«L’indagine “Xenia” nasce dalla denuncia di un negoziante di Riace». Lo ha detto il tenente colonnello della Guardia di Finanza Nicola Sportelli, teste chiave dell’accusa al processo che vede alla sbarra l’ex sindaco di Riace Mimmo Lucano, accusato insieme ad altre 25 persone di associazione a delinquere, truffa e favoreggiamento dell’immigrazione clandestina sulla gestione dei progetti di accoglienza agli immigrati.

 

L’investigatore nel corso dell’udienza di oggi ha riferito in aula che il titolare di un negozio di generi alimentari riacese nel dicembre del 2015 ha denunciato il fatto di dover emettere delle fatture false per poter ottenere il rimborso dei bonus sociali che gli erano stati consegnati da immigrati come forma di pagamento posticipato.

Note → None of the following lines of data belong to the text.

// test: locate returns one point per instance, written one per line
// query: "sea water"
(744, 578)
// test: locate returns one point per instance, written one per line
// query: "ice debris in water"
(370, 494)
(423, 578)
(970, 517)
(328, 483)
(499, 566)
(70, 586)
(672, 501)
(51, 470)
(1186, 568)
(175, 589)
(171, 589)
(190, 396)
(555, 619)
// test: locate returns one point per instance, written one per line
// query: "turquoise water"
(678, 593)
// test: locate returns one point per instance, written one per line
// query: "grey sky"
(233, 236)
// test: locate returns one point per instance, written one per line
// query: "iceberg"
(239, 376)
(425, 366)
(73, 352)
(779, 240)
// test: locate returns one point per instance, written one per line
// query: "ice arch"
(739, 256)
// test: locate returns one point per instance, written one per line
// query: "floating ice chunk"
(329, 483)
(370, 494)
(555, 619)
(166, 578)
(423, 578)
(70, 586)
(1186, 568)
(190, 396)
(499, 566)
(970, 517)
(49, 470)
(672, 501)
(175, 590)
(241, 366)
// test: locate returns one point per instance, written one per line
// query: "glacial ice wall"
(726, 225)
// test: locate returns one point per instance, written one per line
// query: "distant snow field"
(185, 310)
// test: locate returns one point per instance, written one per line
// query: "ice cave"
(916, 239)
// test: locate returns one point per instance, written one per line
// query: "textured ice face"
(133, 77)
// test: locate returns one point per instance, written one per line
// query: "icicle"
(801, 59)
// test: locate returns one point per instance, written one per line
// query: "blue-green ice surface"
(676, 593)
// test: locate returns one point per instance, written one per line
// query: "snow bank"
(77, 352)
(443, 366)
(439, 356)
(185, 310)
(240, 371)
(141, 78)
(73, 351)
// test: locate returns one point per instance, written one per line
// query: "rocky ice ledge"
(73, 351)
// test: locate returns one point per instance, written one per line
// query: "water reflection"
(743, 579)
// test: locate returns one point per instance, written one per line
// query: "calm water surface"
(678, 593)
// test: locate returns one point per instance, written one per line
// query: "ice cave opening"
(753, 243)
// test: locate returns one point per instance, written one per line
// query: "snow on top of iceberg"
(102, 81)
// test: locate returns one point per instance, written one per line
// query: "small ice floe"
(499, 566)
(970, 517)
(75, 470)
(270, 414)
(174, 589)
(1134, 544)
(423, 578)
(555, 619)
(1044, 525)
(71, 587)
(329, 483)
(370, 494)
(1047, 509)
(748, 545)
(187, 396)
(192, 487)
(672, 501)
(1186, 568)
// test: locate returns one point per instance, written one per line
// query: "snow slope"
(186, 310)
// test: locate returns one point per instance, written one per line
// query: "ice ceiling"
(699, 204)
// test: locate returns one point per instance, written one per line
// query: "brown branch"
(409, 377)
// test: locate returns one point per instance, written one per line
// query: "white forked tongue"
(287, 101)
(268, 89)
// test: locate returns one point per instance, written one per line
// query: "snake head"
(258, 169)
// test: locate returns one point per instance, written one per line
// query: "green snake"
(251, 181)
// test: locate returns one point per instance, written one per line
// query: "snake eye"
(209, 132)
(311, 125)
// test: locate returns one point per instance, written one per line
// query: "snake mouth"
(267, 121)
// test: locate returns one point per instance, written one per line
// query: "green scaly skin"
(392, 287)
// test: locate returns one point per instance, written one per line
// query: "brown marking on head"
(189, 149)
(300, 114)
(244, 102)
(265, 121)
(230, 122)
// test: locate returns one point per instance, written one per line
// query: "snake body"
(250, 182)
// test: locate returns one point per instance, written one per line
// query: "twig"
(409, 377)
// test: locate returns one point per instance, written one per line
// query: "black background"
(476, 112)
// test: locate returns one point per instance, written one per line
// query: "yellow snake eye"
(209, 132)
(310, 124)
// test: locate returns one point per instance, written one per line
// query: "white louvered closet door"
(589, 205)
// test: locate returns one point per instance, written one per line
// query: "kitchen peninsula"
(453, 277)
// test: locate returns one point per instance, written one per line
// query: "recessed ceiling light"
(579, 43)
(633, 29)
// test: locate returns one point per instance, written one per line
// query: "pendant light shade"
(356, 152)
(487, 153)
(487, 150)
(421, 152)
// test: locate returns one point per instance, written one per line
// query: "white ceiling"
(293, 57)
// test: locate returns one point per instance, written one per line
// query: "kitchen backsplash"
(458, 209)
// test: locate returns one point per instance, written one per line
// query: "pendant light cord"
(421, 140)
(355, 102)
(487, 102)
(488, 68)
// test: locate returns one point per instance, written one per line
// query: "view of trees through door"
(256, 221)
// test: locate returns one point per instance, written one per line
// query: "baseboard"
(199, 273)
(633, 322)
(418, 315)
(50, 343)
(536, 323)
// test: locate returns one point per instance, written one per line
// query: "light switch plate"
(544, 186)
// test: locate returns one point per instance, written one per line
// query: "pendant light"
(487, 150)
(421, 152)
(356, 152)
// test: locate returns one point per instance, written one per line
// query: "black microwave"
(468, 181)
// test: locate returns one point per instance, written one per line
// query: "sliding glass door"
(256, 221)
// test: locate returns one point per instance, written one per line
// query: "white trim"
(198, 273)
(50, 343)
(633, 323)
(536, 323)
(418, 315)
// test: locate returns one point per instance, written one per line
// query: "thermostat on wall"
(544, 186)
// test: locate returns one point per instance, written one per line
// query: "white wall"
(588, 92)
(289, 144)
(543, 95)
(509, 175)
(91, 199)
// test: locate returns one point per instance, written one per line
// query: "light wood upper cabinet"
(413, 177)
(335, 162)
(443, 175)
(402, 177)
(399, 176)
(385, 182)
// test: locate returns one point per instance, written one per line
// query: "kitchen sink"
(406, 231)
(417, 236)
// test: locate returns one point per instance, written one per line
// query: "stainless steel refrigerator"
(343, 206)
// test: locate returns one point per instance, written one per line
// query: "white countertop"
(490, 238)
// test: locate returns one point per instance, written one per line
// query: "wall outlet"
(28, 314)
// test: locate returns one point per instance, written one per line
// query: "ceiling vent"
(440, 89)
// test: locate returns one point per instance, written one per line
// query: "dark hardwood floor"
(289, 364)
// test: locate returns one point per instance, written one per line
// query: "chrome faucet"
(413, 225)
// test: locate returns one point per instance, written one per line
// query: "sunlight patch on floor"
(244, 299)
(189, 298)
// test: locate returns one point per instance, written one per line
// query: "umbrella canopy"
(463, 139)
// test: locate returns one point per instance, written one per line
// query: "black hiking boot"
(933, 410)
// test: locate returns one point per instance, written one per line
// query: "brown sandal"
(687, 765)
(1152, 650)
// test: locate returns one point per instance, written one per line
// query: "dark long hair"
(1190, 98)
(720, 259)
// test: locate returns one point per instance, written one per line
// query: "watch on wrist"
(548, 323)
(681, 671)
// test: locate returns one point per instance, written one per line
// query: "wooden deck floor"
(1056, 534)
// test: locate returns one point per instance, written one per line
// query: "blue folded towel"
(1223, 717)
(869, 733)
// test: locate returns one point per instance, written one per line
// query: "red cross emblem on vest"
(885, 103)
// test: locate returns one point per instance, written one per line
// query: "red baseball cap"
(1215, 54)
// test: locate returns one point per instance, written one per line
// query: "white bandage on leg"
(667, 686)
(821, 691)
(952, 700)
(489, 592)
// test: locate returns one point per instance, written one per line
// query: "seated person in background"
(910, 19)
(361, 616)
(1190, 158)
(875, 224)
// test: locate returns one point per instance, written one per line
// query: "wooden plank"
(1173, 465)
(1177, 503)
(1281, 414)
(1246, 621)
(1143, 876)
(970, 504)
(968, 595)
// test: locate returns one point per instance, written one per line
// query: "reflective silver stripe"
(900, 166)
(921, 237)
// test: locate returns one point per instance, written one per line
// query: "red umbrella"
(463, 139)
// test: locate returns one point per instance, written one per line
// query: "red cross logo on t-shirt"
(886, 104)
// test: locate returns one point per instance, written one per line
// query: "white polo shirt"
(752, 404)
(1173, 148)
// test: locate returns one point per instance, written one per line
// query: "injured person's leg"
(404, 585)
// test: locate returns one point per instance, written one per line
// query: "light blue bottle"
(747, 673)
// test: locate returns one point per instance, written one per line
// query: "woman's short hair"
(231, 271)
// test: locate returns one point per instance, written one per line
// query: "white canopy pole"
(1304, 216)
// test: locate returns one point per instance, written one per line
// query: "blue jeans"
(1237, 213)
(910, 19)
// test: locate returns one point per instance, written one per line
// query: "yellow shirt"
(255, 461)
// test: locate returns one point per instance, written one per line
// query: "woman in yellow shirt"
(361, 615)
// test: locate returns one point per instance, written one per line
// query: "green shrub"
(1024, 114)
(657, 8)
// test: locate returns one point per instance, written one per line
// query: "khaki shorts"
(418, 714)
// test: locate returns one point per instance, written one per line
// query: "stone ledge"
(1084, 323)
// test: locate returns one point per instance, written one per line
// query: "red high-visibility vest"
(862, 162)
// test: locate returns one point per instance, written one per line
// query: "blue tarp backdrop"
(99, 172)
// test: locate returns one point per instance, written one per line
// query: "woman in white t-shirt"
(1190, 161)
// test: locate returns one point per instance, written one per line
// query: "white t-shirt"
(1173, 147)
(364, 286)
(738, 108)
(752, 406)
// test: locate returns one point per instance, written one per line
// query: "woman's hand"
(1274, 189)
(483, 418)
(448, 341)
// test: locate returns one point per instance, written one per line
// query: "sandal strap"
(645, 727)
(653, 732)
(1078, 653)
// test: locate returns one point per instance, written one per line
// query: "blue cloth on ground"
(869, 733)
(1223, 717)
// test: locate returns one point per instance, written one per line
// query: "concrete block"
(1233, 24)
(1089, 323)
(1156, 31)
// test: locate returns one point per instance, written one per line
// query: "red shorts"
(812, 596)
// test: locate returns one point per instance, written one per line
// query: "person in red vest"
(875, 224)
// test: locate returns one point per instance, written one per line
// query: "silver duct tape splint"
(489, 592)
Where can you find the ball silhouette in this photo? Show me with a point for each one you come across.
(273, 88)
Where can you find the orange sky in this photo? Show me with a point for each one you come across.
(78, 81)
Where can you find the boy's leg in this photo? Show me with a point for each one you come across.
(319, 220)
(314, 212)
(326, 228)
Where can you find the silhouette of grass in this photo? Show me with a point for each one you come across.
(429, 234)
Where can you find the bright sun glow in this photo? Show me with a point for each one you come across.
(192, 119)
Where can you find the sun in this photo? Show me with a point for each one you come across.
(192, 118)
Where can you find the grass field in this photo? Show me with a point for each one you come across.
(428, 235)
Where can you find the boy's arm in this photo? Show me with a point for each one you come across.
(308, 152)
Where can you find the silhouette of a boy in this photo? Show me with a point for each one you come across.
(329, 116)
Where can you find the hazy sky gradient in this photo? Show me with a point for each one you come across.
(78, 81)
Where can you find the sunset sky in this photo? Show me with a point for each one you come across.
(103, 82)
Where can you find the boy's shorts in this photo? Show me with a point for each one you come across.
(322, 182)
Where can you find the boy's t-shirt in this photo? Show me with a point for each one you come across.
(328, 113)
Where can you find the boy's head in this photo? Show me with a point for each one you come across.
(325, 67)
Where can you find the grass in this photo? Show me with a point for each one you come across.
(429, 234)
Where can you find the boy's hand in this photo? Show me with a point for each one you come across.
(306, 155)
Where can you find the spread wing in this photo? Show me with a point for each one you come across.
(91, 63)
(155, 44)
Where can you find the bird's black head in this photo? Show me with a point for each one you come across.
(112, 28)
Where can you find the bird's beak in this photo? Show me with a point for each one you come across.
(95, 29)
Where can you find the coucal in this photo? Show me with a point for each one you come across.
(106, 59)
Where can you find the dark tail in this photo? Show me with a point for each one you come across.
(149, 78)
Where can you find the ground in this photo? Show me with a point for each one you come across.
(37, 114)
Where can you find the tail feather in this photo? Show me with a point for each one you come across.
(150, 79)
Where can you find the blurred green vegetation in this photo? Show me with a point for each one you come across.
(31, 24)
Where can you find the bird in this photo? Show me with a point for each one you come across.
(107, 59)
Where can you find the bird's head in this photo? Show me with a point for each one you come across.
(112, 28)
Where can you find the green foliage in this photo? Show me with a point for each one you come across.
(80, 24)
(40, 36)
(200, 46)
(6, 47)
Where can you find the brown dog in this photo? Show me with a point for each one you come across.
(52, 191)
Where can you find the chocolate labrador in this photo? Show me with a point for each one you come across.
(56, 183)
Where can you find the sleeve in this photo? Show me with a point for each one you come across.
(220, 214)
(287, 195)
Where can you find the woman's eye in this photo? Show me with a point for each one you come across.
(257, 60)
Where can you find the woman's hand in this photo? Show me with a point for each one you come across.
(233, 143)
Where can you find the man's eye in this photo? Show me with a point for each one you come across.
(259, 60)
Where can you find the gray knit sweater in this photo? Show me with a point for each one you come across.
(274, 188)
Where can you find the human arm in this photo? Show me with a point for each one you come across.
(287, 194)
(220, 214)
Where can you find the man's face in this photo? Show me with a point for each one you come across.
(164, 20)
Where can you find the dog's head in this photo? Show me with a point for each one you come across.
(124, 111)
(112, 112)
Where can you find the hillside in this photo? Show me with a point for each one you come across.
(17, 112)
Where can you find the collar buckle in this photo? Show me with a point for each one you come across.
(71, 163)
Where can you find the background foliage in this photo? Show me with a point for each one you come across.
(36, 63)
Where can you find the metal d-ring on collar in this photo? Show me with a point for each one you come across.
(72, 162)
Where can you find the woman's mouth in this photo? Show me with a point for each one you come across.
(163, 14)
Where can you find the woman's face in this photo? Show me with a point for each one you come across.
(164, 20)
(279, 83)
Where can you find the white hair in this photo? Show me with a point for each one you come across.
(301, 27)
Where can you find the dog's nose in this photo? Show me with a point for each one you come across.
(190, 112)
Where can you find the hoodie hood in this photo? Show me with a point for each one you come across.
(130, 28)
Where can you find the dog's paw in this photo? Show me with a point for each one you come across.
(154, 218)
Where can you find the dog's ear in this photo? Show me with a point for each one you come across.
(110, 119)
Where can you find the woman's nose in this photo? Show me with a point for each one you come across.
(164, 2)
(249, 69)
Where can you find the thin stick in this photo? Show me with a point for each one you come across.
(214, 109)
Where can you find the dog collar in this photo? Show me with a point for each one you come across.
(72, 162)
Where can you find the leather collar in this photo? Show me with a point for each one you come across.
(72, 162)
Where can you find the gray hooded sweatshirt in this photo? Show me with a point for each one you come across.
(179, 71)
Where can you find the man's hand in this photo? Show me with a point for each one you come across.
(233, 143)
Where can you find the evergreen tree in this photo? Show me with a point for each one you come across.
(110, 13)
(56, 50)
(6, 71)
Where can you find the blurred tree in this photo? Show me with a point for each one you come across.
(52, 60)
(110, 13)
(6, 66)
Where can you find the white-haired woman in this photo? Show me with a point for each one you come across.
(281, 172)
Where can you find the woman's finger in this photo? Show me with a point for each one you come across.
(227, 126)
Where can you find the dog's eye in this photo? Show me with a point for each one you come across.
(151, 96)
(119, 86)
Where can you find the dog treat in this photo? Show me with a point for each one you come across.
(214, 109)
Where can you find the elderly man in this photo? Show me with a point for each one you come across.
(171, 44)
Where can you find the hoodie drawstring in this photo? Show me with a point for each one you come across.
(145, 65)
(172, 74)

In sintesi agli immigrati venivano consegnati dei bonus per acquisiti di prima necessità, che venivano scaricati dall’associazione quale costo. Successivamente il fornitore-negoziante emetteva una fattura per ottenere il rimborso dei bonus da parte dell’associazione. La fattura ottenuta veniva messa anche questa come costo nella rendicontazione dell’associazione che, di conseguenza, otteneva, secondo la prospettazione accusatoria, un ingiusto guadagno. Una sistema descritto dal teste con dovizia di particolari, portando ad esempio anche il caso di un fornitore di bombole del gas che nel tempo consegna materiale maggiore da quello che aveva in deposito o che aveva acquistato.